Å    We are often asked when Meta Research will organize a conference for its Members and supporters. But they are spread all over the world and have a variety of interests. Now an occasion has arisen to make that happen. Meta Research and two other organizations have come together to sponsor an international meeting about problems with the Big Bang and viable alternatives. It will be held next September (2008) in Port Angeles WA on the Olympic Peninsula, a beautiful place to visit. Our first article is the invitation and call for papers. We very much encourage our Members to attend this major event, even if only as Observers.

Å    The recent lunar eclipse and the recent publicity given to this year’s “blue Moon” led to the second article, very much one of the kind of topics Meta Research covers, where the original meaning and the history of a term has become lost.

Å    Neil DeRosa is the author of our third article in this expanded issue, which takes full advantage of the lack of a length limitation for such articles that our electronic medium affords. The direct subject is “black gold” or petroleum. But there are several astronomical tie-ins, and the case is another example of how minority viewpoints with considerable support struggle against an entrenched mainstream position. One reviewer said: “It just seems that everyone has their comfort level of how much they are willing to believe at the fringes; but showing that some of those beliefs are well crafted while some are unsupportable might help us all with our reasoning skills.”

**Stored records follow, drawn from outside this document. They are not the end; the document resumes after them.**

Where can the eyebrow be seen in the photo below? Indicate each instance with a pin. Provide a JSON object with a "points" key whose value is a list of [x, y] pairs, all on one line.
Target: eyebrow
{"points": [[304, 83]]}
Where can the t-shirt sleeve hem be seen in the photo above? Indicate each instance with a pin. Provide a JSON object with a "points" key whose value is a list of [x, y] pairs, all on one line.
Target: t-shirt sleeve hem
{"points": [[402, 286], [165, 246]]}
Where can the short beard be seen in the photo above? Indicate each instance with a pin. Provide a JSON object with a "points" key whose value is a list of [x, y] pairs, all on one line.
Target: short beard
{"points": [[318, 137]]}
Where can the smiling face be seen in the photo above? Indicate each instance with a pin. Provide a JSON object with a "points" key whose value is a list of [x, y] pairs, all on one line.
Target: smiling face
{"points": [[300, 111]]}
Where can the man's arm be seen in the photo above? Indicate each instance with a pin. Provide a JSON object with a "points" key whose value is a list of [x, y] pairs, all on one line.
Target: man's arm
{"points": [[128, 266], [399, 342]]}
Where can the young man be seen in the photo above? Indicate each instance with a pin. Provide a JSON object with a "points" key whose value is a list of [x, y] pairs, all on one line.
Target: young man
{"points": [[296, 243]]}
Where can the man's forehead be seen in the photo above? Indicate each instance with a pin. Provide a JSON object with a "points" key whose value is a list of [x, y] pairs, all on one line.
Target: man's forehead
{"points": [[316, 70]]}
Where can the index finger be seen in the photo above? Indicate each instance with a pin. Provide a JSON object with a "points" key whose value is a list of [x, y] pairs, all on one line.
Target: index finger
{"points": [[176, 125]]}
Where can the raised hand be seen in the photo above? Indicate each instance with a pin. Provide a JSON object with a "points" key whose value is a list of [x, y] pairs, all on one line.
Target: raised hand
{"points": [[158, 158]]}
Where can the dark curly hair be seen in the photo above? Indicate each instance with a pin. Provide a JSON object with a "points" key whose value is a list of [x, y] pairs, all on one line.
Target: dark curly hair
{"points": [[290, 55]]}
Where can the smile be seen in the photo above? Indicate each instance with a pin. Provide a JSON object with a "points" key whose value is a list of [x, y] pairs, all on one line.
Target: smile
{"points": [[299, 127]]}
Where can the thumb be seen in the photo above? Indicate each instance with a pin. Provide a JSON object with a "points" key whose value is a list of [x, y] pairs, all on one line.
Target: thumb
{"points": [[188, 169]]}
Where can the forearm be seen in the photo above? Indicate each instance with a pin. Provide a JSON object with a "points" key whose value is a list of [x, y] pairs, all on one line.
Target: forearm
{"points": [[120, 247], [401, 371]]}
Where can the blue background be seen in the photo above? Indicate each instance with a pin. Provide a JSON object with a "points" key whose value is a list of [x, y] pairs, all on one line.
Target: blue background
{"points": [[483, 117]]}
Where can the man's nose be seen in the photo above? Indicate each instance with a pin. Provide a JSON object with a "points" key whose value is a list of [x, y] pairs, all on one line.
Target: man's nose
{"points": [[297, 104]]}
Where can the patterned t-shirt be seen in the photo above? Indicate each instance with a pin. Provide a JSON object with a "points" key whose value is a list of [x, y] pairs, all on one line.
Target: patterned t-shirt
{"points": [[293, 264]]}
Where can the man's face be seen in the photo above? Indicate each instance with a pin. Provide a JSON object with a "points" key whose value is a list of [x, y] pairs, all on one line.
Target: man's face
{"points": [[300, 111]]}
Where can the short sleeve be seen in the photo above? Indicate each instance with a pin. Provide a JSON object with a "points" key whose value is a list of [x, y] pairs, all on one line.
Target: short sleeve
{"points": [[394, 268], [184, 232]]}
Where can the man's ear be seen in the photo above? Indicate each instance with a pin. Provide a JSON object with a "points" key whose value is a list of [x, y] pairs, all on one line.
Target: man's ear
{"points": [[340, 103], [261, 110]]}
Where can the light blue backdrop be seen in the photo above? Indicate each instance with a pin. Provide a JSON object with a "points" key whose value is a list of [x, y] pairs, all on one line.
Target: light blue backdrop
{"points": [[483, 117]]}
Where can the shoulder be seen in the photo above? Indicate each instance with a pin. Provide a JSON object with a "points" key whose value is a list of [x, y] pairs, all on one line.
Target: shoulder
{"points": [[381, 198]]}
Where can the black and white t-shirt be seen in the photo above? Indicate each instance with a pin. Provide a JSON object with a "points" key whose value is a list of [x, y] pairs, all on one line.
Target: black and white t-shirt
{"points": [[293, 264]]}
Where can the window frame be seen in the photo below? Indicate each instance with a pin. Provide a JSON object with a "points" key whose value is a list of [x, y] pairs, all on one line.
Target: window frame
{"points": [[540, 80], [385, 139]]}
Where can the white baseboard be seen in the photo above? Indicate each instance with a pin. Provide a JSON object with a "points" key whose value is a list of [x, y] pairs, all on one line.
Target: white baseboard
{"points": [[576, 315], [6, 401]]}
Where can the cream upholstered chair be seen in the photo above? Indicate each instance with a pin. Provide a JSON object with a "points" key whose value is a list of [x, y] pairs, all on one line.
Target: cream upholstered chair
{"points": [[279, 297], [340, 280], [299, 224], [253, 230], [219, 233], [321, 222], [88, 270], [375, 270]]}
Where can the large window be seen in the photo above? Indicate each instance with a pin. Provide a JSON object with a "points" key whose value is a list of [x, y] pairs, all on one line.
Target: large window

Å    Meta Science in the News catches up with five items. The black axiom states that the distribution of black, carbonaceous material around the solar system is in accord with the spreading of a blast wave from an exploded planet throughout the solar system. Our first item describes the discovery that another body, Saturn’s moon Hyperion, conforms to the black axiom. And in breaking news, the latest images from half-black, half-white Iapetus are the closest look yet at the transition region on that Saturnian moon. We also have a news note about a new NASA office to study cosmic phenomena, all of which have very different natures in mainstream science and Meta Science. A note about quasar light curves virtually proves they cannot be at distances suggested by their redshifts. And finally, the EPH’s satellite model for comets has made another successful prediction of a meteor outburst. This is the first time such a prediction has been applied to a long period comet.